I'm sure the transcript

will be available somewhere online, but I had to get this down before it left my head.

In a report on ABC News, Bob Woodruf is exploring the parts of North Korea that North Korea wants him to see. In the capital of Pyongyang there is a large school for young children which lavishes them with money and attention, what few fruits of Kim Jong-Il's retarded economy can be directed their way.

The kids put on a remarkable music and dance performance for visiting dignitaries, and Woodruf ends his broadcast with something along the lines of, "It's remarkable what children can learn when the state is willing to teach them."

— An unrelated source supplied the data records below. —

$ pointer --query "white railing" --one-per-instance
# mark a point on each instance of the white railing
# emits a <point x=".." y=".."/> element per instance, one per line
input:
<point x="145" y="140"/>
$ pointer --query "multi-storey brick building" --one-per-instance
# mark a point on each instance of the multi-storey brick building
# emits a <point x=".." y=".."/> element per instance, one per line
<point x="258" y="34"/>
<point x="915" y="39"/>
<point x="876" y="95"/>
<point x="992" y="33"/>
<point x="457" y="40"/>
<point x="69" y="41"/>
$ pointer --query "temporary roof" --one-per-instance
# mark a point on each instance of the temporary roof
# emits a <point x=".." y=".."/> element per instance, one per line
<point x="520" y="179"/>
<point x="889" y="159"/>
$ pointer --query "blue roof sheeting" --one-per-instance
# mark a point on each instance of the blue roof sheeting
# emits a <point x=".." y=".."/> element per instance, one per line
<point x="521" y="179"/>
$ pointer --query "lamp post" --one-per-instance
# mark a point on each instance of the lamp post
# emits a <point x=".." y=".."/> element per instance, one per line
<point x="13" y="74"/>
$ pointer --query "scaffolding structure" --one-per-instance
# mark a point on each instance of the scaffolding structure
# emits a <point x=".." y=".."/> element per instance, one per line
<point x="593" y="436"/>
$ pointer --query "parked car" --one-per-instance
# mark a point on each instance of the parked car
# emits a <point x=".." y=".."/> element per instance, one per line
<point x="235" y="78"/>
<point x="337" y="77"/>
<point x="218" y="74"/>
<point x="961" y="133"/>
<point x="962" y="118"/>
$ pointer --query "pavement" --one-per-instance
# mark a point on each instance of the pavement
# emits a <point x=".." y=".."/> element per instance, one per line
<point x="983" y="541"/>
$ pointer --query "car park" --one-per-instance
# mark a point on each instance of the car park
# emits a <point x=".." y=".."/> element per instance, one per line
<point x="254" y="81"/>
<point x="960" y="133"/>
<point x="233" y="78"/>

This has some interesting implications, and they cut both ways. On the one hand, there is clear evidence that a well-funded state standardised educational system benefits children, adults, and society. If every citizen were able to read and write coherently, and were fluent in not only the language of math and science but of art and music as well, is there any doubt that all of America would be richer in ways money cannot count? On the other, only the most careful monitoring by it's populace can keep the government from teaching it's own revised history, as the abuses of the governmental monopoly on telecommunications that North Korea so adeptly demonstrates.

Fascinating bits like this are mainly found on ABC, although their coverage of Jesus is second only to the Cornerstone Network and tends to irritate me. I particularly liked the bit about hand-fishing being made legal again in rednecked bits of the nation if only for Charlie Gibson's deadpan one-word response after the peice ended: "Okay."